Jones Bell says the app has two types of users, one of which they colloquially refer to by mentioning the painkiller, Advil. “We talk about them as being the vitamin users and the Advils. So, the vitamin users are the people who are engaged in this and have incorporated it into their daily routine like brushing their teeth.

"So that’s the regular sustained practice and we have many members who use Headspace in that capacity. And then there are the Advils who are saying: ‘I’m feeling stressed so that's when I use it,’ and it’s essentially a tool to help them manage life’s circumstances and difficult emotions.”

Perhaps the engagement level partly depends on how early they come to Headspace, and could the company work with schools to encourage mindfulness from a young age, I wonder?

“Well, in the UK there’s a study that we are doing in schools which is run by the University of Southampton in Bath with its Health Psychology department. In order to roll out to schools at scale we really want to understand how to set the teachers and students up for success. We want the Headspace approach to be evidence-based. We’re partnering with research groups to study mindfulness into the classroom and actually measure its effects on the students, on the teachers. And then we’ve also partnered with school districts in the US.

"We had a design research collaboration with the Newark school districts outside of New York where we partnered with principals, students and teachers and explored best practices of how you integrate mindfulness into the classroom. And we’ve made it available to a number of school districts in the US and that work is just starting to scale up as we really define best practices around this.

"So, yes, we’re very committed to making Headspace freely available to schools.”

By freely, Jones Bell means they don’t charge for this, that it’s all philanthropic.

“Often what teachers are doing is playing a Headspace session when the kids are getting started for the day or coming back in from a break, lunch and so on, or before a test. When I’ve gone into the classrooms, the kids talk about how they’re using it.

"They feel like this is helping them managing anxiety before a test or help them settle down when they come back in. The kids are amazingly insightful and clear about how mindfulness is impacting them. They also talk about how they wish that their mom, dad, grandma, whoever is their caregiver, had access to it as well.”

“We’re also seeing schools which are substituting detention with meditation,” she goes on. “Because if the kid is acting out or something is wrong behaviourally, why would you punish the child further? Instead, actually take the time to teach the practice of meditation and mindfulness. Reduction in aggression increases compassion.”

I’m told that physical changes happen in the brain after 10 minutes of meditation, which seems remarkable.

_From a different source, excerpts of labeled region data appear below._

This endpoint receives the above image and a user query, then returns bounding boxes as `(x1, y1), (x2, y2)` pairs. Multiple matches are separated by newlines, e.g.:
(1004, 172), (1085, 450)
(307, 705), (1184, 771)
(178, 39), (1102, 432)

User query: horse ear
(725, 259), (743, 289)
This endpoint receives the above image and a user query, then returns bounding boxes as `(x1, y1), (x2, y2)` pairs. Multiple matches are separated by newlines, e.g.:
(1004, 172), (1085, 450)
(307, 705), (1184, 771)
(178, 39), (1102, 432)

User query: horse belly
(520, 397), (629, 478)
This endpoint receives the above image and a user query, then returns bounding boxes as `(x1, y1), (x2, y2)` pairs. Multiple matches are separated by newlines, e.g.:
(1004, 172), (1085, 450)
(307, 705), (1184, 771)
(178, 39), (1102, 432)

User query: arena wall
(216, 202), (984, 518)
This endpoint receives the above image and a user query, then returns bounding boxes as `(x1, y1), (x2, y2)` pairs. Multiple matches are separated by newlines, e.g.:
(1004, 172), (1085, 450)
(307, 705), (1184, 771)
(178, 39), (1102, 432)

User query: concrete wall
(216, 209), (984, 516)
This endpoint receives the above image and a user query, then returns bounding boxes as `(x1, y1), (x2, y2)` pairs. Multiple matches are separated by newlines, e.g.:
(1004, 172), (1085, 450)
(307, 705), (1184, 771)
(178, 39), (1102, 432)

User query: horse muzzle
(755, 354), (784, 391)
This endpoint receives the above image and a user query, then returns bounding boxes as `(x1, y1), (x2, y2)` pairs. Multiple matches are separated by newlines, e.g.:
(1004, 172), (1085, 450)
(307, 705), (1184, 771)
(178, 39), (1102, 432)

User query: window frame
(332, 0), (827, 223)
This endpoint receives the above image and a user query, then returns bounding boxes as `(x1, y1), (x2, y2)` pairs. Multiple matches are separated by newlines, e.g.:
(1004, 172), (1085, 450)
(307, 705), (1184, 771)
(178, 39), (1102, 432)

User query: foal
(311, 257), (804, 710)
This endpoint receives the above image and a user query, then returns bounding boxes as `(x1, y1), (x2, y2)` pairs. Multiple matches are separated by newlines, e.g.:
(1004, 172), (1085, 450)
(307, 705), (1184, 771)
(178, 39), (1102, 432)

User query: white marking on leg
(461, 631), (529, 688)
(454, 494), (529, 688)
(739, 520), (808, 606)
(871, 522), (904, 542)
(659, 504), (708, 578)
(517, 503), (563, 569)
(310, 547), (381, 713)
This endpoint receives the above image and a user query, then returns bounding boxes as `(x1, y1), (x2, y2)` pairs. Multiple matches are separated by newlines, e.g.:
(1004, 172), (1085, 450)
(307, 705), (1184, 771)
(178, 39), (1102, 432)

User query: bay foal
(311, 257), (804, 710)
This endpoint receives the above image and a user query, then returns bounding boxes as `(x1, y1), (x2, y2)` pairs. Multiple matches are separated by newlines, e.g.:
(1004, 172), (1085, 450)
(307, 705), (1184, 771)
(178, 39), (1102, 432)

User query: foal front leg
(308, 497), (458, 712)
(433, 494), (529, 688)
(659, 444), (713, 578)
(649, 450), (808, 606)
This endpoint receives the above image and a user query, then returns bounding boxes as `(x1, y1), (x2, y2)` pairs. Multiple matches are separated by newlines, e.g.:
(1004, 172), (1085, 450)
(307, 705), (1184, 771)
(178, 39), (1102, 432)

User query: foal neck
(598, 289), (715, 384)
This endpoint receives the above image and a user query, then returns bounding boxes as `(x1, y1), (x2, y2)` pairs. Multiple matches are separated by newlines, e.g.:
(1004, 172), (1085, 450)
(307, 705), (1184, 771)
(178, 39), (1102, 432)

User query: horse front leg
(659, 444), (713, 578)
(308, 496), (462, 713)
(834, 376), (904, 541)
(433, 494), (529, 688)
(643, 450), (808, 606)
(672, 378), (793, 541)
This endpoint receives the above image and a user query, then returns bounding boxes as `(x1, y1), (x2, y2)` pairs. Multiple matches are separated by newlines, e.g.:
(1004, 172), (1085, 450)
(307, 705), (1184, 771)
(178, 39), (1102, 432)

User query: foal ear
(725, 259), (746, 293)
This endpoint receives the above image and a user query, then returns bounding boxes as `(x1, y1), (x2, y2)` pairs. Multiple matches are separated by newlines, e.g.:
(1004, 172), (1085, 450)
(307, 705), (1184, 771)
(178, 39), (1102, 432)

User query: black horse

“It is. A lot of neuro-imaging neuroscience research on meditation historically has been with expert practitioners. Our approach to brain science essentially has been to focus on novice meditators, on people who are likely to be Headspace members and to essentially look at the brain changes after eight to 12 weeks of practice for anywhere from 10 to 20 minutes a day.”

Which means that for something that can feel pretty abstract like meditation, the brain research really helps make it concrete for people and seems to show that the practice is having a measurable impact.

"With meditation in app form we’ve gone a long way to try to demystify mindfulness and kind of strip away all the chanting and cross-a-mountaintop type aspects. We’ve actually found that people are now giving it a shot because they can do it in the privacy of their home. It’s an application that’s intentionally designed to be accessible."